Regression Analysis | Statistics

After having established the fact that two variables are closely related we may be interested in estimating the value of one variable given the value of another. Regression is the measure of the average relationship between two or more variables in terms of the original units of the data.

Several costs such as electricity charges, maintenance etc. vary with the volume of output though not in the same proportion. Thus when such expenses are to be estimated in a simple regression analysis, volume is taken as an independent variable and expenses as the dependent variable.


This method is also known as ‘method of least squares’. In regression analysis one variable is taken as dependent while the other as independent, thus making it possible to study the cause and effect relationship. It should be noted that the presence of association does not imply causation, but the existence of causation always implies association.

Statistical evidence can only establish the presence or absence of association between variables whether causation exists or not depends purely on reasoning. The closer the relationship between two variables, the greater the confidence that may be placed in the estimates. Variables may have either linear or non-linear relationship.
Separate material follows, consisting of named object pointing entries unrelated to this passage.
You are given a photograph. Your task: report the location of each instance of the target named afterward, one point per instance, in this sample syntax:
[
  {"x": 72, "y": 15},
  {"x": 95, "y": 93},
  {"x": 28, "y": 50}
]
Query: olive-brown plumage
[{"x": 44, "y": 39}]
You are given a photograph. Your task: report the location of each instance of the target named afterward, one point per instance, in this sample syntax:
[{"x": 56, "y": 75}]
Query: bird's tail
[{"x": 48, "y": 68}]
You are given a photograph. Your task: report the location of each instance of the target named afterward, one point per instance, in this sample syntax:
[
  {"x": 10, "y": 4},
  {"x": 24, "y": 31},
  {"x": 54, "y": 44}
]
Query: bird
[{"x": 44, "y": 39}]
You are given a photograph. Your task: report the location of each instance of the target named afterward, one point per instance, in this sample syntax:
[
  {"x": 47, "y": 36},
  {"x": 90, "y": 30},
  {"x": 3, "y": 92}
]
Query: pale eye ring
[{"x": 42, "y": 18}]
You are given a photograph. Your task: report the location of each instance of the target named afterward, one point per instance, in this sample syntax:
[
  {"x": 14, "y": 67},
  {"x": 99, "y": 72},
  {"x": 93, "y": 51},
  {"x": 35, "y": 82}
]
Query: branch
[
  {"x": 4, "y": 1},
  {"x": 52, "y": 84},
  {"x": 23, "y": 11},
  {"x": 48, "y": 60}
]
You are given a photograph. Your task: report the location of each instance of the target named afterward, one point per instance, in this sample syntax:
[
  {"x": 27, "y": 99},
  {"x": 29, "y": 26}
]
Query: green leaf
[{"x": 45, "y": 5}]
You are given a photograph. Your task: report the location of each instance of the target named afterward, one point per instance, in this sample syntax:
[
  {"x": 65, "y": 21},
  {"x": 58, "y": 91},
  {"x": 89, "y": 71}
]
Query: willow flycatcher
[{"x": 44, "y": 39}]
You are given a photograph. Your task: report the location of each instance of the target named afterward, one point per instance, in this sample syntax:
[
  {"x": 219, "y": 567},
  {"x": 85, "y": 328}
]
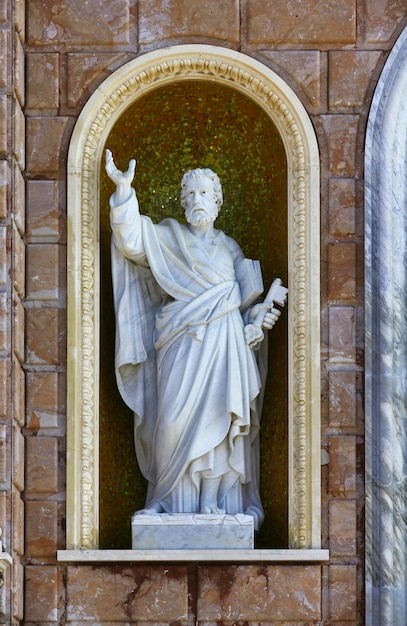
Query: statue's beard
[{"x": 202, "y": 219}]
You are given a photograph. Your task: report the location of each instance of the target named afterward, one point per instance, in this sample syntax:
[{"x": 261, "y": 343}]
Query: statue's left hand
[{"x": 270, "y": 316}]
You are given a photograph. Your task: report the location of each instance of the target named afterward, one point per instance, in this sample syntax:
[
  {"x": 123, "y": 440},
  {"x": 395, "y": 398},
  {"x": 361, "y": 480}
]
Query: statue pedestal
[{"x": 192, "y": 531}]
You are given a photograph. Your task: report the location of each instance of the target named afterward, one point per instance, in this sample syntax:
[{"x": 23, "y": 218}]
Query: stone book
[{"x": 248, "y": 274}]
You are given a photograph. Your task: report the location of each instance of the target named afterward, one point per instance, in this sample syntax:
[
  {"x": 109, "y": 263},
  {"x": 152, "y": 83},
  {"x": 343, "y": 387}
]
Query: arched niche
[
  {"x": 118, "y": 94},
  {"x": 386, "y": 347}
]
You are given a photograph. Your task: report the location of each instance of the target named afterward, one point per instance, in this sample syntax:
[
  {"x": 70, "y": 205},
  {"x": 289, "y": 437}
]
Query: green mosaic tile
[{"x": 172, "y": 129}]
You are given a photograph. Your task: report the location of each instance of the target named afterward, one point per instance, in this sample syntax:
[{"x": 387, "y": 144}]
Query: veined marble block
[{"x": 192, "y": 531}]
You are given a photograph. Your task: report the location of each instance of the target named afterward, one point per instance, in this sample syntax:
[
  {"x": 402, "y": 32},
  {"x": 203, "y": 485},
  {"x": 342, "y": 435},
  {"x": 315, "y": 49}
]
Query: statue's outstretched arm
[{"x": 122, "y": 180}]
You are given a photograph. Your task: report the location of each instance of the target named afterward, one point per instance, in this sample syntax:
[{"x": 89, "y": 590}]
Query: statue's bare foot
[
  {"x": 154, "y": 509},
  {"x": 212, "y": 508}
]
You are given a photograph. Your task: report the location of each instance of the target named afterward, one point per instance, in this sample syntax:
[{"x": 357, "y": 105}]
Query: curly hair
[{"x": 200, "y": 173}]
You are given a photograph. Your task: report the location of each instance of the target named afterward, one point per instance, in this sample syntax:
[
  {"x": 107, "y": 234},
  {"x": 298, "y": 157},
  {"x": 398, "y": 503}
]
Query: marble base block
[{"x": 192, "y": 531}]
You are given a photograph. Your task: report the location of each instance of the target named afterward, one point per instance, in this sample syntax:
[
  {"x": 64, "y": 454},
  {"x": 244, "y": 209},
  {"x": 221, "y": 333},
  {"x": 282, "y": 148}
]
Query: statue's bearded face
[{"x": 199, "y": 201}]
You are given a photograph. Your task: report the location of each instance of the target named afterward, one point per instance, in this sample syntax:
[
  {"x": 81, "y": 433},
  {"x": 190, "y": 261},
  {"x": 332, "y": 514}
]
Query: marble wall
[
  {"x": 54, "y": 55},
  {"x": 386, "y": 346}
]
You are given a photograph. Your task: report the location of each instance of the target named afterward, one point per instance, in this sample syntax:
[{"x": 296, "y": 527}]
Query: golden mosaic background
[{"x": 173, "y": 129}]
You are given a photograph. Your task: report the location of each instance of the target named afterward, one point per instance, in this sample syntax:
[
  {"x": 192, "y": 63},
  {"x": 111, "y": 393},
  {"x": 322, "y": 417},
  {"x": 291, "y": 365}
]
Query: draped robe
[{"x": 182, "y": 363}]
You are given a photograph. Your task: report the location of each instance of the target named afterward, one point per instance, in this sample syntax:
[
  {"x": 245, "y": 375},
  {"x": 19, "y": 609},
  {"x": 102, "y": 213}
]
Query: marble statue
[{"x": 183, "y": 295}]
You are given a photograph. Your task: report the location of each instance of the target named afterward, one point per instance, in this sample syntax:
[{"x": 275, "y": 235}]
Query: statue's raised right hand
[{"x": 119, "y": 178}]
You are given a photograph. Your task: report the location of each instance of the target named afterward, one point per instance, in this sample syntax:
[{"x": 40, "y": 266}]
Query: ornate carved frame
[{"x": 120, "y": 90}]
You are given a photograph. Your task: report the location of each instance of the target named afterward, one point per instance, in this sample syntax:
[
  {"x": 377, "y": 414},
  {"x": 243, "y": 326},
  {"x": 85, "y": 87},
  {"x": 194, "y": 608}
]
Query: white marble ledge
[{"x": 236, "y": 556}]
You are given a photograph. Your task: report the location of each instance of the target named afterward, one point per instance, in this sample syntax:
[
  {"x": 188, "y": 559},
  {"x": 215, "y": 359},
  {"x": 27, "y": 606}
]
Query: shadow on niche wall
[{"x": 170, "y": 130}]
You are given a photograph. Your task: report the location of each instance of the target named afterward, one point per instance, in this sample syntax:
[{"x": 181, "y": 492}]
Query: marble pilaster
[{"x": 386, "y": 345}]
Two variables are said to have linear relationship when change in the ‘independent variable’ by one unit leads to constant absolute change in the ‘dependent variable’. When two variables have linear relationship, the regression line can be used to find out the values of dependent variable. When we plot the variables on scatter diagram, ‘line of best fit’ which pass through the plotted points, this line is called ‘regression line’.

This regression line is based on equation called ‘regression equation’ which give best estimate of one variable when the other is exactly known or given. This method may be adopted to the analysis of costs to segregate the variable and fixed elements and determine their variability or relationship to volume changes.

y = a + bx



y = Total cost

x = No. of units

a = Fixed cost

b = Variable cost per unit


Multiple Regression Analysis:

In the simple regression technique so far described, there is an assumed relationship between one dependent variable (y) and one independent variable (x). Multiple regression analysis, in contrast, involves three or more variables. There is still a dependent variable (y), but now there are two or more independent variables. Knowing how to solve a multiple regression problem, an awareness of its broad outline is necessary.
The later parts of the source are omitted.